El film comienza presentando a Lucas Hollister, un joven muchacho que tiene una vida dura en un pueblo de Wyoming en la década de 1880. Un incidente en una tienda derivará luego en una muerte accidental, y Lucas será juzgado, acusado de asesinato y condenado a la horca. De ello se enterará su abuelo, el mítico forajido Harland Rust, quien no dudará en ir a sacarlo de prisión e intentar llevarlo a la frontera, para que evite los cargos que pesan contra él.
La relación que se establece entre abuelo y nieto (interpretados por Alec Baldwin y Patrick Scott McDermott) funciona de forma convincente, intentando el primero algo de redención por su pasado y el segundo establecer un vínculo que nunca hubo. Pero en su fuga les seguirán la pista un compasivo sheriff que busca la justicia y un sádico cazarrecompensas, de los que tendrán que escapar mientras hacen frente también a nativos americanos y otros peligros.
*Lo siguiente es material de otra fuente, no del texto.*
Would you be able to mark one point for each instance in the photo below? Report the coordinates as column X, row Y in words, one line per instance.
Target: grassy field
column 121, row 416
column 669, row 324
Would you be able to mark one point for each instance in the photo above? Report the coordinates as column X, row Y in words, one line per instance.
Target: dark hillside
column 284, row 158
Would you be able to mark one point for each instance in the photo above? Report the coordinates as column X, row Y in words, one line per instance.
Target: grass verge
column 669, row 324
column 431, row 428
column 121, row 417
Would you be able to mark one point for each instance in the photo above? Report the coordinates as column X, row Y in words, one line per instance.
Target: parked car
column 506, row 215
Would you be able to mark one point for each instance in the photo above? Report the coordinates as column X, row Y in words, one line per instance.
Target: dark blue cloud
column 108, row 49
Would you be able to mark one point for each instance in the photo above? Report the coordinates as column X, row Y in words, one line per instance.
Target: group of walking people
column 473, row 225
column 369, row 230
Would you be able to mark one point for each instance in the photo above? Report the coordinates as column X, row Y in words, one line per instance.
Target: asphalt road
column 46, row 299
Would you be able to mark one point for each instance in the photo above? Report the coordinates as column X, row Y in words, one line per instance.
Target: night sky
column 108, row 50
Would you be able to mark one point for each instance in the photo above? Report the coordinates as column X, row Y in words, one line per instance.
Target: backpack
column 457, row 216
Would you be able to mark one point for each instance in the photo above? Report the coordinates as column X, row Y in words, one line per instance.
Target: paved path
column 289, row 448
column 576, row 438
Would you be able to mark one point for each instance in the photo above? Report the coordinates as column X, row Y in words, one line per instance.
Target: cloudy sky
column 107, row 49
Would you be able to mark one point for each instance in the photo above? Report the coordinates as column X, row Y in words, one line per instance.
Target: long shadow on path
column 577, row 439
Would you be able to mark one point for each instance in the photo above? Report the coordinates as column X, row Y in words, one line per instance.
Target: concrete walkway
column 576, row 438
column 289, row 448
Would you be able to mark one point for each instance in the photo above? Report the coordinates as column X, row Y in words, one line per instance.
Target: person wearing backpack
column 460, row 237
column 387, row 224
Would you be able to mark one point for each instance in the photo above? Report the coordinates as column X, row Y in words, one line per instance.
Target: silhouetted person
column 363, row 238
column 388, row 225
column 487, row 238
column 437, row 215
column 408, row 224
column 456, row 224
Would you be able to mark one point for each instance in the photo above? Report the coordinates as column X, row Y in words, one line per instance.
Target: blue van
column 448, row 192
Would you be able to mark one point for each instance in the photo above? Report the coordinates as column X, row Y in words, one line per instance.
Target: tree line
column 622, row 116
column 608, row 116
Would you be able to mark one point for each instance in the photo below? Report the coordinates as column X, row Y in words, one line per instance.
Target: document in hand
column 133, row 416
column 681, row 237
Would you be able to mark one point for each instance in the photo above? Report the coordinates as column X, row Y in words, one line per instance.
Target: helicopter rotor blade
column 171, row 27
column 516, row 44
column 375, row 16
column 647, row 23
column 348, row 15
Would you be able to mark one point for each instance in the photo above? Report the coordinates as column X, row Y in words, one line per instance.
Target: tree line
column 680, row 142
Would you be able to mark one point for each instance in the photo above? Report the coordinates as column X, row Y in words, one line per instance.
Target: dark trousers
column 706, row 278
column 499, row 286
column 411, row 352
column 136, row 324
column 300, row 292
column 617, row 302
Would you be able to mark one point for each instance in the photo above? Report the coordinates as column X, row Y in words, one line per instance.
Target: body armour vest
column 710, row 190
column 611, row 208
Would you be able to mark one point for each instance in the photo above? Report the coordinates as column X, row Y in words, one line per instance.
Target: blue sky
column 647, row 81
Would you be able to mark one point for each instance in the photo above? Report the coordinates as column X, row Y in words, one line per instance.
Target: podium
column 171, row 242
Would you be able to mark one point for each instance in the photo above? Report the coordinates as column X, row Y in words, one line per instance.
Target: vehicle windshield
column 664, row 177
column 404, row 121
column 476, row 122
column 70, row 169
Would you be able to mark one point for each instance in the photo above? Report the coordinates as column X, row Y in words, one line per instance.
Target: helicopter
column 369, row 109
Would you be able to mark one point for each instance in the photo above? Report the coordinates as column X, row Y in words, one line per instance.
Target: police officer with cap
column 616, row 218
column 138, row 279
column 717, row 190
En dicha fuga los espectadores somos testigos de la virtuosa labor de la fallecida directora de fotografía, que filma todos los paisajes y lugares en los que acontece la historia de forma realmente preciosa. Su trabajo póstumo sin duda sirve para enriquecer la trama y otorgarle matices al relato, haciendo de Dos forajidos (Rust) un digno western crepúscular que, más allá de la tragedia que tiene asociada, resulta una acertada y entretenida película.